11.10.19

A weekly recurring loss. For twenty years. A vacancy repeated without respite. Now, and for the last five years, every seven days the feeling returns. It occurs in such a way that I am inclined to want to go to that space whenever I have a moment to myself. The alternative is submersion into work of fun. Some kind of absent therapy design to disguise my loss as some kind of ghost. A ghost that can’t exist because ghosts aren’t real. Yet every week I go back to the same place. Mentally I know there is an answer, but physically I cannot manifest it. No amount of self-knowledge can break the routine. Awareness is only good for preventing the unthinkable and it does a fine job of that. It’s like the record is scratched, always jumping back to the point from which it began. Sunday into Monday. Find some music. Feel it. Go there. Come back.

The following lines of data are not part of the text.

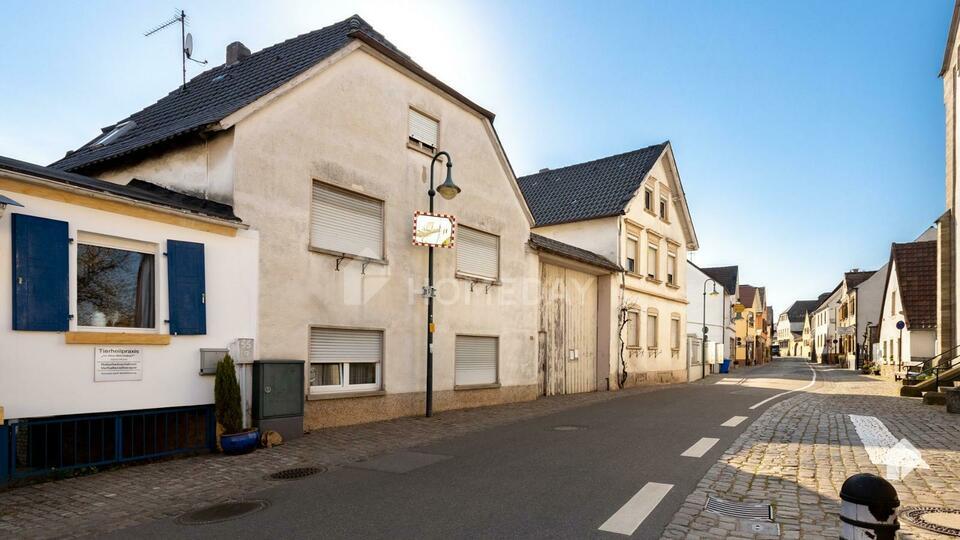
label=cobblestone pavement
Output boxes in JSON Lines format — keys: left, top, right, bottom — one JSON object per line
{"left": 0, "top": 379, "right": 693, "bottom": 539}
{"left": 662, "top": 363, "right": 960, "bottom": 539}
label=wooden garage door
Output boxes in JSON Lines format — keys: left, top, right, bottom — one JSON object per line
{"left": 539, "top": 263, "right": 598, "bottom": 395}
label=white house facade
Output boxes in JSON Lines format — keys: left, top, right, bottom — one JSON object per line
{"left": 878, "top": 241, "right": 938, "bottom": 376}
{"left": 0, "top": 156, "right": 258, "bottom": 485}
{"left": 519, "top": 143, "right": 699, "bottom": 388}
{"left": 686, "top": 262, "right": 738, "bottom": 378}
{"left": 48, "top": 16, "right": 540, "bottom": 430}
{"left": 813, "top": 285, "right": 842, "bottom": 363}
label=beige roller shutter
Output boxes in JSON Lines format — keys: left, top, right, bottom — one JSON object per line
{"left": 309, "top": 328, "right": 382, "bottom": 363}
{"left": 455, "top": 335, "right": 497, "bottom": 386}
{"left": 409, "top": 109, "right": 438, "bottom": 149}
{"left": 457, "top": 227, "right": 499, "bottom": 279}
{"left": 311, "top": 183, "right": 383, "bottom": 259}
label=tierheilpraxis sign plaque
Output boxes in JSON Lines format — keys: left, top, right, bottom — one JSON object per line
{"left": 95, "top": 347, "right": 143, "bottom": 382}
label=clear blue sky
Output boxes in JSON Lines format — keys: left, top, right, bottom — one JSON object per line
{"left": 0, "top": 0, "right": 952, "bottom": 312}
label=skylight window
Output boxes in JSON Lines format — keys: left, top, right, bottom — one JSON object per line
{"left": 94, "top": 120, "right": 136, "bottom": 146}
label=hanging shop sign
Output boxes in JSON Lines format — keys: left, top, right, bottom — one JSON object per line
{"left": 95, "top": 346, "right": 144, "bottom": 382}
{"left": 412, "top": 211, "right": 456, "bottom": 248}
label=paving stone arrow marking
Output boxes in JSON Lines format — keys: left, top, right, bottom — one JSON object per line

Moreover, my want to return to this place has to be rooted in the common thought process that is, feeling the loss is grieving the loss and through grief comes closure. The problem here is that because the loss is recurring, there is no time to grieve it and therefore no time to move through it and beyond it. It has persistently stood in the way of me getting anything done outside of employment and that is only true because I have for twenty years equated employment to success in dealing with this absence. It’s a cycle. A circular cycle that feels like a tornado at times and a toilet bowl at others. The speed of the cyclone is irrelevant to the damage. Onward. Forward. Smile. Everything is fine.